In a 1988 MI interview, Mike McAfee was asked to share any words of wisdom he’d like to pass on to photo collectors.
“Speaking as a curator,” Mike began, referencing his job at West Point, “I’d like to remind everyone that by collecting these things, we are taking on a responsibility to see that they are preserved and protected. Keep your CDV’s in archival sleeves, for instance. They’re not bubble gum cards. Try to respect them individually as little bits of history (not merchandise or commodities) that we are holding in trust for future generations.”
After learning of Mike’s death, which occurred on August 3, I recalled this interview and reread it. His words reminded me that he was one of the earliest collectors of the “Centennial Generation” to understand the importance of Civil War portrait photography.
Another of Mike’s notable quotes about collecting was repeated to me by his good friend, Thomas Harris: “The true collector wants prices to go down, not up.”
For the better part of a half-century, Mike had an enormous impact on Civil War photography and collecting.
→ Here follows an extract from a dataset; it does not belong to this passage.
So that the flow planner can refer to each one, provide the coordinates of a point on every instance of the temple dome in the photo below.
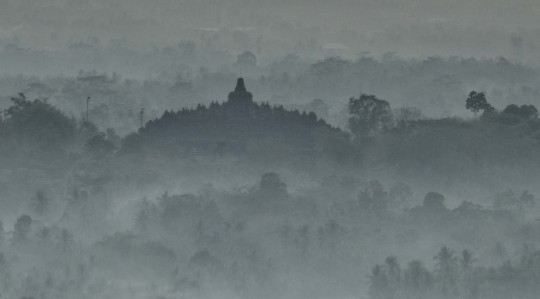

He became a leading authority on uniforms, as evidenced by his many books on the subject and his long-running column in this magazine, Uniforms & History.
During the past five years with MI, I’ve lost count of the number of times individuals have contacted me, seeking out Mike with a question about an image, or to get permission to publish images from the superb collection he built over a lifetime.
Mike was intensely private, and a true gentleman. He was also a man who dispensed knowledge with the confidence of one who has a deep appreciation of the subject.
After Mike was diagnosed with a malignancy last summer, Uniforms & History went on hiatus. He planned to resume it once his good health returned. Within the last few months, we traded emails about scanners and he fielded a few image questions. In April, he wrote a wonderful tribute to another pioneer, Henry Deeks, with whom he enjoyed a great friendship.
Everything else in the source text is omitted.